For instance, the circle $x^2 + y^2 = 9$ becomes $r^2 = 9$, or simply $r = 3$. The line $y = x$ becomes $r\sin\theta = r\cos\theta$, which simplifies to $\theta = \pi/4$.

Graphing in Polar Coordinates

Polar Equations

A polar equation has the form $r = f(\theta)$. For each angle $\theta$, the function tells you how far from the origin the curve extends.
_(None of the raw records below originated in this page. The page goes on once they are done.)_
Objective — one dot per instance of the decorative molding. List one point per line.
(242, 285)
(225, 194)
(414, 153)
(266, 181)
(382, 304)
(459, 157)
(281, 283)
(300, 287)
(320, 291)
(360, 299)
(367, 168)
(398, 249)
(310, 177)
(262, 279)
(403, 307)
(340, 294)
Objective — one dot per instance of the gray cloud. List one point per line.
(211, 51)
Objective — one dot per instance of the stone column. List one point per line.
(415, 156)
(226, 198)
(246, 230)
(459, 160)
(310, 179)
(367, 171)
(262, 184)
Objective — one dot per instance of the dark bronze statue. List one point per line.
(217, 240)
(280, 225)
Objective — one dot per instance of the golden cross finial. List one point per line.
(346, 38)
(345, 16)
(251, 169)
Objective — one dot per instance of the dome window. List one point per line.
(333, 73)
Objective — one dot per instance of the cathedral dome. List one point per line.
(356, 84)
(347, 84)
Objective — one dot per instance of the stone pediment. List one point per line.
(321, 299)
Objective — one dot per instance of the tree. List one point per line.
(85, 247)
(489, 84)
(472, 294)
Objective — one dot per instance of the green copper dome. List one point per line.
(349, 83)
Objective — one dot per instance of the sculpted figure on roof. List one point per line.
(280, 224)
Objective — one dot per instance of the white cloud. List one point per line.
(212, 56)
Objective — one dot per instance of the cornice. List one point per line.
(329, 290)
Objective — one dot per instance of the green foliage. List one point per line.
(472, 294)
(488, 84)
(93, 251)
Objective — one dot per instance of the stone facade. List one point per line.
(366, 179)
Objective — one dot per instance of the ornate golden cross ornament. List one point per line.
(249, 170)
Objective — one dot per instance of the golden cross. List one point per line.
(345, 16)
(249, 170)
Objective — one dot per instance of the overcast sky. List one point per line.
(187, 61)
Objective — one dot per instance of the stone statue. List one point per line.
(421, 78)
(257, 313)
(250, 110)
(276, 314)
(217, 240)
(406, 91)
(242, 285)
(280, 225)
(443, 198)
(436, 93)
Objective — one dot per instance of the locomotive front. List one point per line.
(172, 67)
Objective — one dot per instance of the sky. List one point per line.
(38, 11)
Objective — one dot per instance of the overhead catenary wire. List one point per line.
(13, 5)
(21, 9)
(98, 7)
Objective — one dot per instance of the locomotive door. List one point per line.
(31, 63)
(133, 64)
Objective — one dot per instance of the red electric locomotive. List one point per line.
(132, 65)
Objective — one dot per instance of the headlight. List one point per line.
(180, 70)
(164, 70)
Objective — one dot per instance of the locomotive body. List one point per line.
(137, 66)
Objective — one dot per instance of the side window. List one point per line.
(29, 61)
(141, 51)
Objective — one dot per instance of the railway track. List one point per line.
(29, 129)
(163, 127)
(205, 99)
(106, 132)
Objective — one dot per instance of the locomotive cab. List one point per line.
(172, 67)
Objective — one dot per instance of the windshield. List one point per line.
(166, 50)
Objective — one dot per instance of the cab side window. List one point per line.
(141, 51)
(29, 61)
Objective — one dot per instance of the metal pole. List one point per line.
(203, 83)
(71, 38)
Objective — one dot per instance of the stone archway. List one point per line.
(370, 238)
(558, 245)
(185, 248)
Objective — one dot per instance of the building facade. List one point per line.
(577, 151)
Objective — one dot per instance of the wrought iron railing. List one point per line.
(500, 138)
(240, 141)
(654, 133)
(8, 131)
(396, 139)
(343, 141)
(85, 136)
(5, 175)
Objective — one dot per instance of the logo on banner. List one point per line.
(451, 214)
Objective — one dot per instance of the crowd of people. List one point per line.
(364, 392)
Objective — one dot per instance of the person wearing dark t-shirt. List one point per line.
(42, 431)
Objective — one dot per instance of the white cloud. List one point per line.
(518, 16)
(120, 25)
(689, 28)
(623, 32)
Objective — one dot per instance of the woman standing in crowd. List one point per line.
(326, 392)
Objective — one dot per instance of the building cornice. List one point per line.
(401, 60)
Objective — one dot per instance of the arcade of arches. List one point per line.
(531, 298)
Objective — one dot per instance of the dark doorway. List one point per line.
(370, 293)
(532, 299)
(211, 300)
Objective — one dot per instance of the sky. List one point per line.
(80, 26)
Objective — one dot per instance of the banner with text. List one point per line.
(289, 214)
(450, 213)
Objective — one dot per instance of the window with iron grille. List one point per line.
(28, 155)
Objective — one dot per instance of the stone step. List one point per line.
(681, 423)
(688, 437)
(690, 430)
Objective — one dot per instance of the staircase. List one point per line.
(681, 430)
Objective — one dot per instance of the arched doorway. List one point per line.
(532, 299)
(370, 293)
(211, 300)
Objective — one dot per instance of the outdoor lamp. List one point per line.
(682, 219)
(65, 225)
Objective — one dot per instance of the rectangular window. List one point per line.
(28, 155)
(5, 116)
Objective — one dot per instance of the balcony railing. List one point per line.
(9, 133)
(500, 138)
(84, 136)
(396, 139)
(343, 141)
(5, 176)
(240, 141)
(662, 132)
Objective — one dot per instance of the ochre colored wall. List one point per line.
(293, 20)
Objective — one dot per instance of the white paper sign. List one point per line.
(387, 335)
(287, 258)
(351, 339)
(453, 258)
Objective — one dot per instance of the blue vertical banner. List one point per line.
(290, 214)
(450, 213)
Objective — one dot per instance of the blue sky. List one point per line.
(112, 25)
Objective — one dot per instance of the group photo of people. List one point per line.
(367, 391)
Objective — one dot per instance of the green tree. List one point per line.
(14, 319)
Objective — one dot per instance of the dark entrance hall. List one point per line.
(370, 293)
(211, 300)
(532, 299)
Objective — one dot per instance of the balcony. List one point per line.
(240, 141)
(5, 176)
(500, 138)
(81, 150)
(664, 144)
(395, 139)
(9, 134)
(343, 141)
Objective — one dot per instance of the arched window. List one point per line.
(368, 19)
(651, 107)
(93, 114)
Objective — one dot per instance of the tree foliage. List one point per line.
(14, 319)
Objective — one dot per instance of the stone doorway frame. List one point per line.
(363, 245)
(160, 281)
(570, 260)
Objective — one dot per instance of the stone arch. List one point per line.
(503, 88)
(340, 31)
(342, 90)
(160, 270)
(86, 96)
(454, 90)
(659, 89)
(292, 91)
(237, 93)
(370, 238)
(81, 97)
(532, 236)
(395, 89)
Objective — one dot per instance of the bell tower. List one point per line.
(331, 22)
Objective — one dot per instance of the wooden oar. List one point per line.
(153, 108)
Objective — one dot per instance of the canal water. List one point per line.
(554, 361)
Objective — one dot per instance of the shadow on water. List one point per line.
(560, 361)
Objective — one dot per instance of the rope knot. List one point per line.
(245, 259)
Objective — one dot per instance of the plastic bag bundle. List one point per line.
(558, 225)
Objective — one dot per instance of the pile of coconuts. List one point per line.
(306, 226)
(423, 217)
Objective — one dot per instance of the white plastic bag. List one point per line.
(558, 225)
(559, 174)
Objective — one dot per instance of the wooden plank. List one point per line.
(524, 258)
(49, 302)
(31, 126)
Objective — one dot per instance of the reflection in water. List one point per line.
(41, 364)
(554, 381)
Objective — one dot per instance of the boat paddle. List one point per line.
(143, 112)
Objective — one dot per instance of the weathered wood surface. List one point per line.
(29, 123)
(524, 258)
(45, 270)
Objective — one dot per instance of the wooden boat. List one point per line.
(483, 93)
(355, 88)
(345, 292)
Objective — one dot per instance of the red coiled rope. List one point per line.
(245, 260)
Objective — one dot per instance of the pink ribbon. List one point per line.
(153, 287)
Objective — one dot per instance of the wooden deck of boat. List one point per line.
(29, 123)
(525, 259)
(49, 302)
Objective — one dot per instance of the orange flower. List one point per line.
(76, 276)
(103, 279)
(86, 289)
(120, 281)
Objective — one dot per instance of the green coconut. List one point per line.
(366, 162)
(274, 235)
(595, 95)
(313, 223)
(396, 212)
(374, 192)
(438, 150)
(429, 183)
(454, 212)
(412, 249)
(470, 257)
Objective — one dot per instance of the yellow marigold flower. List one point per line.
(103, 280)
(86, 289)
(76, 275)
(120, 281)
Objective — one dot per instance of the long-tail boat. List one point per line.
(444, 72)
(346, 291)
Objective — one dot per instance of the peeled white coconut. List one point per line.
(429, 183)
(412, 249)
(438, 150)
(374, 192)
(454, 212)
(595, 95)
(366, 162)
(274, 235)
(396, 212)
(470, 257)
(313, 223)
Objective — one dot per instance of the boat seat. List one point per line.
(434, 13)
To sketch one by hand:

1. Build a table of $(r, \theta)$ values, sampling $\theta$ at regular intervals (every $\pi/6$ or $\pi/4$ works well).
2. Plot each point on polar graph paper (or on Cartesian axes by converting).
3. Connect the points with a smooth curve.

Graphing Techniques

Before plotting every single point, look for shortcuts:

• Symmetry about the polar axis (the positive $x$-axis): Replace $\theta$ with $-\theta$. If the equation is unchanged, the curve is symmetric about the polar axis.
• Symmetry about the line $\theta = \pi/2$: Replace $\theta$ with $\pi - \theta$. If unchanged, the curve is symmetric about the $y$-axis.
• Symmetry about the origin: Replace $r$ with $-r$. If unchanged, the curve has origin symmetry.

Using symmetry, you can often plot just half (or a quarter) of the curve and reflect.

Example: For $r = 2\cos(3\theta)$, the factor of 3 inside the cosine tells you the curve is a rose with 3 petals (odd $n$ gives $n$ petals). Each petal spans an angular width of $\pi/3$. You only need to trace $\theta \in [0, \pi]$ and the full curve emerges.

Special Polar Graphs

These curves appear frequently as boundaries in polar double integrals. Recognizing them on sight saves time when setting up integration limits.

• Circle centered at origin: $r = a$. Radius $a$, centered at the pole.
• Cardioid: $r = a(1 + \cos\theta)$ or $r = a(1 + \sin\theta)$. Heart-shaped curve that passes through the origin. The version with $\cos$ is symmetric about the $x$-axis; the version with $\sin$ is symmetric about the $y$-axis.
• Limaçon: $r = a + b\cos\theta$. When $a = b$ you get a cardioid. When $a < b$ the curve has an inner loop. When $a > b$ there's no loop, just a dimple (or none at all if $a \geq 2b$).
• Rose curves: $r = a\cos(n\theta)$ or $r = a\sin(n\theta)$. If $n$ is odd, the curve has $n$ petals. If $n$ is even, it has $2n$ petals. Each petal has length $a$.
• Lemniscate: $r^2 = a^2\cos(2\theta)$. A figure-eight shape centered at the origin, existing only where $\cos(2\theta) \geq 0$.

Being comfortable with these curves and the transformation formulas will make setting up polar double integrals in the next sections much more straightforward.